Faleiro resists easy or shallow causalities or convergences. Whereas colonialism, she contends, can be an overarching causal force to explain Buddhist majoritarianism in the cases of Sri Lanka and Myanmar, Thailand, which “was never colonized by a European power, never subjected to colonial extraction, nor forced to adopt Western racial or religious hierarchies”, also succumbed to the malaise.
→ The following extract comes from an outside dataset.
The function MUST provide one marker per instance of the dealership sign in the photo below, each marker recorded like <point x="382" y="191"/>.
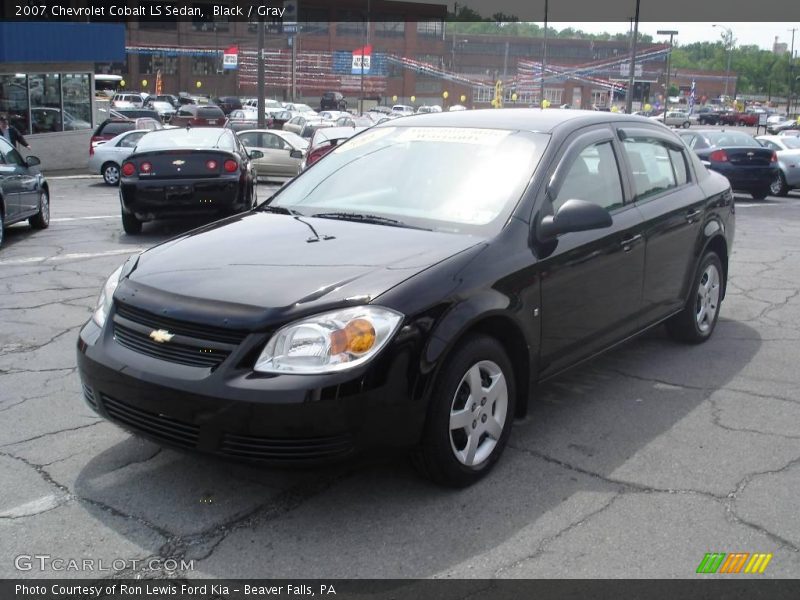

What is of equal significance is Faleiro’s revelation of the solidarities between polarising forces that often take place by papering over crucial differences. India’s Rashtriya Swayamsevak Sangh has had no compunctions about accepting the hand of the ultranationalist Bodu Bala Sena of Sri Lanka even though the Buddhist-Sinhalese complex had been instrumental in discriminating against Sri Lankan Tamils who are Hindu. These linkages, Faleiro iterates, need to be seen in the form of a continuum. She writes how the Arya Samaj, the ideological precursor of the RSS, had “cast Buddhism as a shared spiritual legacy” in order to “establish India as a civlizational anchor”.

There are also redeeming features that are unearthed by this journalistic exposition: dissident monks battling to reclaim the faith are a case in point — Abbot Zero, in the junta’s vengeful sights in Myanmar, who broke Wirathu’s spell on him, is an example. What is most encouraging though is Faleiro’s willingness to cast an unflinching eye at the anomalies that lie at the heart of modern Buddhism. The subjugation of women in the monastic order — Dhammananda Bhikkhuni, is the first Thai woman monk to challenge this exclusion — is not glossed over.

Perhaps the most pertinent and fundamental question that Faleiro asks is this: in a disaggregated and violent world, Buddhism is increasingly choosing to engage with fault lines not through contemplation but action that is morally inconsistent with the core of the faith.